[ オピニオン ]
(2016/8/30 05:00)
訪日外国人客を産業観光に誘致しようとする取り組みが、関西で本格化している。本年も好調に増加する外国人客だが、消費の中身は変化している。この機を捉え、地方の産業観光施設を活用した滞在型の産業観光を新たな日本のコンテンツとして育てるべきだ。
近畿経済産業局などは10月に、関西国際空港で外国人客向けの「関西産業観光博覧会」を開く。産業観光に特化した博覧会は全国初という。産業観光は歴史的・文化的に価値ある工場や機械などの産業文化財や製品を通じ、モノづくりの心にふれるものだ。これを外国人客向けの新たな観光のコンテンツに育てることを狙っている。

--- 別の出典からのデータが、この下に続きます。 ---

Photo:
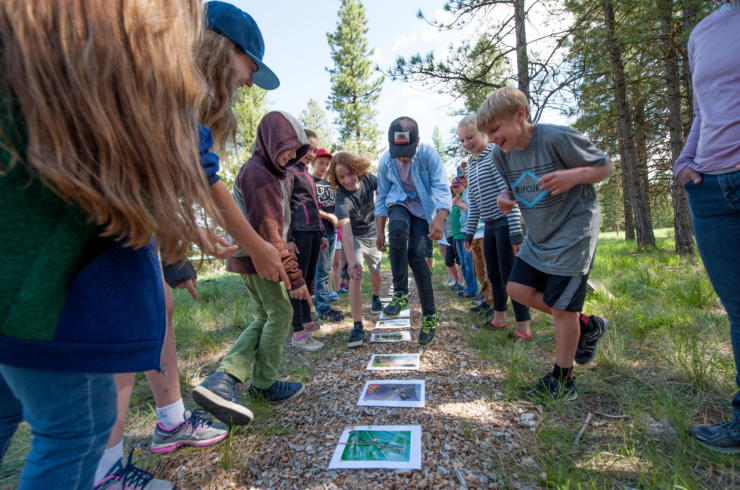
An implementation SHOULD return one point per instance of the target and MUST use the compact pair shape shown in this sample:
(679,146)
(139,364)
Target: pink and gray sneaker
(196,430)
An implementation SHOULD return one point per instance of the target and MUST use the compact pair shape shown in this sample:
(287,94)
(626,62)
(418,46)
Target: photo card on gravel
(392,447)
(403,393)
(401,336)
(393,323)
(382,362)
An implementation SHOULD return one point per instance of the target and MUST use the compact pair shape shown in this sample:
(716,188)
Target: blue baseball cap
(241,29)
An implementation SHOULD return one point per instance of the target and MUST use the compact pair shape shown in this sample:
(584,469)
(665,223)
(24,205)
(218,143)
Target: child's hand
(380,242)
(208,242)
(559,181)
(688,174)
(506,202)
(354,269)
(302,294)
(435,228)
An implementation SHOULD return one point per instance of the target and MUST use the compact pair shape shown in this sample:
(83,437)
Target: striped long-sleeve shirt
(485,184)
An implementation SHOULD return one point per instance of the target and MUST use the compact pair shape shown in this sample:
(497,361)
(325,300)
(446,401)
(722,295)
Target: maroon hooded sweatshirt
(259,191)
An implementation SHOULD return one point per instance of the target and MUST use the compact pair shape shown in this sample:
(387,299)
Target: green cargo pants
(259,349)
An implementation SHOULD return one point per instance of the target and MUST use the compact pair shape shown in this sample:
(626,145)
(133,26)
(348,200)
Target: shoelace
(134,477)
(198,418)
(428,323)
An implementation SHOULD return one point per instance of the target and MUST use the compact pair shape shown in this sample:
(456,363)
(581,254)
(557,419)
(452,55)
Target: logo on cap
(401,138)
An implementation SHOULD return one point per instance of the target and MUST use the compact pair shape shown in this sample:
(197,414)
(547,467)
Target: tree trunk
(522,59)
(638,193)
(682,227)
(629,224)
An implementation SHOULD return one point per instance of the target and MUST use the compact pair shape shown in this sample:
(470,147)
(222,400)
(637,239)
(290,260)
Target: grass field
(665,364)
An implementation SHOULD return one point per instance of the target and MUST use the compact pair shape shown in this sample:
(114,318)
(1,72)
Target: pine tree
(313,117)
(353,92)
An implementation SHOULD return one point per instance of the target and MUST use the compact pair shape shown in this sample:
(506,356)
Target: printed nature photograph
(394,323)
(391,336)
(394,361)
(393,393)
(391,447)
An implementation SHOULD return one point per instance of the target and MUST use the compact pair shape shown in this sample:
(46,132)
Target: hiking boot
(306,342)
(723,437)
(428,328)
(549,388)
(356,336)
(588,343)
(279,391)
(217,394)
(376,306)
(130,477)
(398,303)
(196,430)
(332,315)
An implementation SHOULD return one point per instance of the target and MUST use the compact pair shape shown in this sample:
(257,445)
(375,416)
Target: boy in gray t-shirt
(550,171)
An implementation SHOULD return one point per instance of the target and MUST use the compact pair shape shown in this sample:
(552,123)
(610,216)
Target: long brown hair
(213,56)
(107,90)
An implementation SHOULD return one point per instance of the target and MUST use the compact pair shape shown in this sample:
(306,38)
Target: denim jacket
(429,177)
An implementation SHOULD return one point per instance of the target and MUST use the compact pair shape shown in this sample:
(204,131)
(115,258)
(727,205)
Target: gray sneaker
(130,477)
(196,430)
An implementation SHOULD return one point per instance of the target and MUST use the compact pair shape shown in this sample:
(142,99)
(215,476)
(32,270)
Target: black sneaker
(398,303)
(428,328)
(588,343)
(550,388)
(723,437)
(332,315)
(376,306)
(217,394)
(280,391)
(356,336)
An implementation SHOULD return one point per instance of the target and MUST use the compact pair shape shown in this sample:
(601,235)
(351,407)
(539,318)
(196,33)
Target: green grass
(666,364)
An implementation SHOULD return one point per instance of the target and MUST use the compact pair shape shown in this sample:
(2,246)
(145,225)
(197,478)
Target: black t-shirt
(359,206)
(325,197)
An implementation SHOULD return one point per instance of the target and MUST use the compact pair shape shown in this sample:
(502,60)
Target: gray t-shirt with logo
(562,230)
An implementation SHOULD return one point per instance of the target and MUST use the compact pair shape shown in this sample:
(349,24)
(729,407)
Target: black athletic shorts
(564,293)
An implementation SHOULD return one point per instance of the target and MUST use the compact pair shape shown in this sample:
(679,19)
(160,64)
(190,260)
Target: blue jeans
(466,263)
(323,271)
(715,209)
(71,416)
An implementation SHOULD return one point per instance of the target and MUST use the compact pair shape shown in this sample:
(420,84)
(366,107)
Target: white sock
(172,415)
(110,457)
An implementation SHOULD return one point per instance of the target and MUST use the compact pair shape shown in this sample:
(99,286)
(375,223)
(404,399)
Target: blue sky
(297,51)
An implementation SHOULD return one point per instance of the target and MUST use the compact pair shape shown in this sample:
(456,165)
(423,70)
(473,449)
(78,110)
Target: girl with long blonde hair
(98,161)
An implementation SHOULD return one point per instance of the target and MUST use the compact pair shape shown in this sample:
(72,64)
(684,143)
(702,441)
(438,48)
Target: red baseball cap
(323,153)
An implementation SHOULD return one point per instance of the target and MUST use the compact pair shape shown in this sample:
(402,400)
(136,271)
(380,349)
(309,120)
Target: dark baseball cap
(403,136)
(241,29)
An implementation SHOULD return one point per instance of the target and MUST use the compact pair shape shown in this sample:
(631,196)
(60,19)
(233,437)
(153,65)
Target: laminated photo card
(393,393)
(394,323)
(393,447)
(401,336)
(381,362)
(403,314)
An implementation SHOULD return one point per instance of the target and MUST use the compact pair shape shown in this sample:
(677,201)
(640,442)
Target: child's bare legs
(355,298)
(375,282)
(567,331)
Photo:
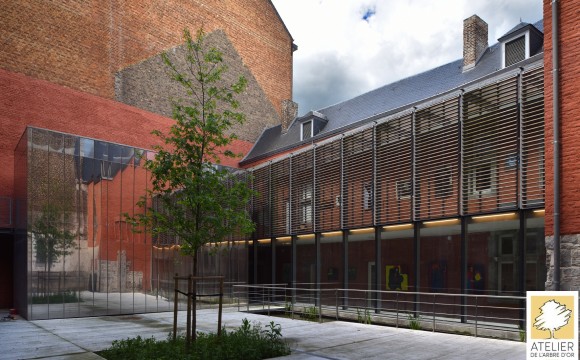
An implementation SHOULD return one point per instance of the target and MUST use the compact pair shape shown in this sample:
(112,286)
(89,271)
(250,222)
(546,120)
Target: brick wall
(147,85)
(569,67)
(570,122)
(82,44)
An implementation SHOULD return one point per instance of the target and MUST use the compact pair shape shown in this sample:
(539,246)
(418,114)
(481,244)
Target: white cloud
(341,55)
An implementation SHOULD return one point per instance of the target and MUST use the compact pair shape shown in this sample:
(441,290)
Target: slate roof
(390,98)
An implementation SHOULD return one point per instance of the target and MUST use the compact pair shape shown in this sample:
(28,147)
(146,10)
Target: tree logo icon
(553,317)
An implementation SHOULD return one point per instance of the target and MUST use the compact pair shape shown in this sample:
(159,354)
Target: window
(481,180)
(515,51)
(443,183)
(403,189)
(367,196)
(306,205)
(306,130)
(106,173)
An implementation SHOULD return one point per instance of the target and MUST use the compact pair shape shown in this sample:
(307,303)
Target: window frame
(306,123)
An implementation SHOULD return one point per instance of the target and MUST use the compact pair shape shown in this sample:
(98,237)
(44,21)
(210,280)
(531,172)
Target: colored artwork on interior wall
(396,280)
(438,276)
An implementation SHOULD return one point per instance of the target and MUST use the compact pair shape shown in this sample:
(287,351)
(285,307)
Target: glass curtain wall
(361,267)
(398,266)
(83,258)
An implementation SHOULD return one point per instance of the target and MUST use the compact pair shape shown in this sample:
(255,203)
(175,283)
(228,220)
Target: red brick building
(72,68)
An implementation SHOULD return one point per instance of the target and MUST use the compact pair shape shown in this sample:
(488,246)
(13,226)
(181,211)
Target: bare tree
(553,317)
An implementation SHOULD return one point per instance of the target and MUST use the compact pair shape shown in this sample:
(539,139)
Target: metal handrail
(385,306)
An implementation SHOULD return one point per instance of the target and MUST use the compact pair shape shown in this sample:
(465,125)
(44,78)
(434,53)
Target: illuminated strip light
(398,227)
(332,233)
(362,230)
(441,222)
(493,216)
(309,236)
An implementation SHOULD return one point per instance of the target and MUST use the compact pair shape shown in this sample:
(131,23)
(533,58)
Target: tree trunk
(194,295)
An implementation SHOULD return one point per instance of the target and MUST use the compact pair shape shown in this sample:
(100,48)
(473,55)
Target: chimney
(289,112)
(474,40)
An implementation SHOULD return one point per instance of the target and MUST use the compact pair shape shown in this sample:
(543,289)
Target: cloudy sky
(348,47)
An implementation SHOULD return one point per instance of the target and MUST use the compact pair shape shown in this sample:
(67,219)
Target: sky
(349,47)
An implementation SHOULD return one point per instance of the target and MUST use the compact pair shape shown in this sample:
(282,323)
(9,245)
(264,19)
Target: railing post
(175,304)
(319,305)
(397,305)
(220,308)
(188,331)
(336,300)
(433,312)
(476,315)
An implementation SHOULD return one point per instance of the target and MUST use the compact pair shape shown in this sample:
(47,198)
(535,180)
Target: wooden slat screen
(394,170)
(357,186)
(302,193)
(490,148)
(533,171)
(327,186)
(436,186)
(261,202)
(280,197)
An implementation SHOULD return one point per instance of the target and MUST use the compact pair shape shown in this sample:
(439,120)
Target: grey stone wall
(569,262)
(147,85)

政府観光局が発表した7月の訪日外客数(推計値)は、前年同月比19・7%増の約229万人。15年と同様、1月から毎月増えている。一方、日本百貨店協会の7月の外国人観光客の売上高・来店動向によると、外国人観光客招致委員会委員店(84店)の免税手続きの総売上高は前年同期比21・0%減の約146億円。4月から4カ月連続前年割れとなった。
一時期、もてはやされた“爆買い”が転機を迎えたことは明らかだ。今後は各地の祭りや生活様式、食の魅力などを含めた観光の“深化”が求められる。
近畿経産局はウェブサイトで関西2府5県の産業観光施設約500件を紹介し、体験できる五つのモデルコースを設けている。関空で10月に開く産業観光博は、これをベースとしたもの。国の出先機関や関西の自治体、経済団体、交通機関、旅行会社が一堂に会する。
産業観光は、まだ欧米などごく限られた旅行者にしか支持されていない。ただ観光コンテンツとして定着すれば、地場産業の生産現場や工芸品の作業場に多くの旅行者の来訪が期待できる。日本のモノづくりに対する考えや丁寧な作業を理解してもらい、メード・イン・ジャパンの良さをあらためて知る機会にもなる。同時に地域経済の活性化や地方創生につながるはずだ。関西から是非、モデルケースを生んでもらいたい。